L’euro che crolla è un affare

Patrizio Pazzaglia

Le turbolenze provocate dalla crisi di fiducia che ha investito il debito sovrano di alcuni paesi dell’Eurozona, oltre ai ribassi dei listini azionari del vecchio continente, hanno alimentato anche la debolezza dell’euro nei confronti delle principali valute estere, in particolare del dollaro americano.
È questa inversione nell’andamento dei tassi di cambio tra le due sponde dell’Atlantico la principale vera novità che ha caratterizzato i mercati finanziari in questo primo scorcio del 2010.
Le aspettative di un recupero del biglietto verde erano, infatti, collocate dagli economisti nella seconda metà dell’anno, magari grazie al rialzo dei tassi d’interesse a stelle e strisce, atteso in anticipo rispetto all’analogo intervento restrittivo da parte della Banca Centrale Europea.

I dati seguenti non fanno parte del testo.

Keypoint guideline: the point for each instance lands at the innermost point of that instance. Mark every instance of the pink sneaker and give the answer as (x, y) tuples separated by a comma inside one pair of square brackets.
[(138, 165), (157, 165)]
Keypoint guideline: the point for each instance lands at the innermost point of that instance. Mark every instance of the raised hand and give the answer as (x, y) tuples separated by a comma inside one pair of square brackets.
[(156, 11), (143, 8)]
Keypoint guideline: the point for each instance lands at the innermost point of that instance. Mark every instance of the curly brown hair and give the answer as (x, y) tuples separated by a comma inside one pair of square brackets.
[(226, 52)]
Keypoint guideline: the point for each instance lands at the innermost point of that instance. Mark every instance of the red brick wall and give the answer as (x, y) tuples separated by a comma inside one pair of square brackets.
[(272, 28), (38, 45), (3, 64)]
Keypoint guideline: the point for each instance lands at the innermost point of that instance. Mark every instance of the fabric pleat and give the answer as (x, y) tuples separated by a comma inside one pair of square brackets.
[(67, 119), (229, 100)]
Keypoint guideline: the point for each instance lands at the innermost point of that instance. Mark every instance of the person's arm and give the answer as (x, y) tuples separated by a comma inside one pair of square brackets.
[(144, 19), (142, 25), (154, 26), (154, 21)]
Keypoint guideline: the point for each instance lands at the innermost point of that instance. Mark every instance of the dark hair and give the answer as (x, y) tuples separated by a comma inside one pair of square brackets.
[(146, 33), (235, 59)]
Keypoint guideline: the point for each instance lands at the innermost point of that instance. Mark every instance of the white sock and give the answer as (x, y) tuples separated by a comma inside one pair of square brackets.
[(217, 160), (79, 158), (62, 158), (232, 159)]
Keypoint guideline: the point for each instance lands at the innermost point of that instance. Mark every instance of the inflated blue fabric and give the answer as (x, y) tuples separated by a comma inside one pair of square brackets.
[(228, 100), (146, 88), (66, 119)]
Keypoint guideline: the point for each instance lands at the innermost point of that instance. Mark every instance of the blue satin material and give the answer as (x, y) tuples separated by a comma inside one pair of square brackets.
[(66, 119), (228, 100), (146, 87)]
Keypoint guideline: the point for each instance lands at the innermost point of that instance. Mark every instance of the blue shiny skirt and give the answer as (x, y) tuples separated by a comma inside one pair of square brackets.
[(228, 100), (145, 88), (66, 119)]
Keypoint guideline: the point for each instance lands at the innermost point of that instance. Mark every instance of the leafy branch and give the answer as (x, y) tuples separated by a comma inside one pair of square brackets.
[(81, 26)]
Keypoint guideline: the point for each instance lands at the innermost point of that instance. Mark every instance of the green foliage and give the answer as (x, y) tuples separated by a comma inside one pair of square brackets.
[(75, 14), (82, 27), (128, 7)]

Il paradosso è che, da una situazione di crisi finanziaria di alcuni paesi dell’Eurozona, potrebbero scaturirne dei vantaggi con la debolezza della moneta unica che potrebbe addirittura favorire la ripresa del ciclo economico dell’area, in particolare di quei paesi come Italia e Germania maggiormente caratterizzati dalla propensione ad esportare da parte delle proprie imprese.
La flessione dell’euro può fungere, infatti, da stimolo alle esportazioni, grazie alla maggiore competitività dei prezzi dei propri prodotti, in particolare in una situazione congiunturale quale quella attuale caratterizzata da una bassa propensione al consumo e da una generalizzata attenzione verso il rapporto qualità/prezzo.
È per queste ragioni che potrebbe essere opportuno considerare gli ultimi ribassi delle quotazioni, registrate dai mercati azionari europei, come delle opportunità di acquisto, soprattutto su alcuni comparti ciclici ed “export oriented”.
È ovvio che, per giungere a questa benefica conclusione, la svalutazione competitiva dell’euro non deve risultare di carattere temporaneo, ma deve permanere per un certo lasso di tempo ed avvenire in modo graduale e continuativo. L’altra condizione fondamentale è costituita dalla coesione politica degli Stati membri nell’intervenire in modo solidale nei casi di crisi finanziaria dei paesi meno virtuosi, in modo da evitare gli eccessi provocati da un pericoloso effetto domino. Se così sarà, il Pil dell’area euro, previsto dagli analisti in crescita dell’1,20% nel 2010, potrebbe registrare piacevoli sorprese e superare le previsioni di consensus.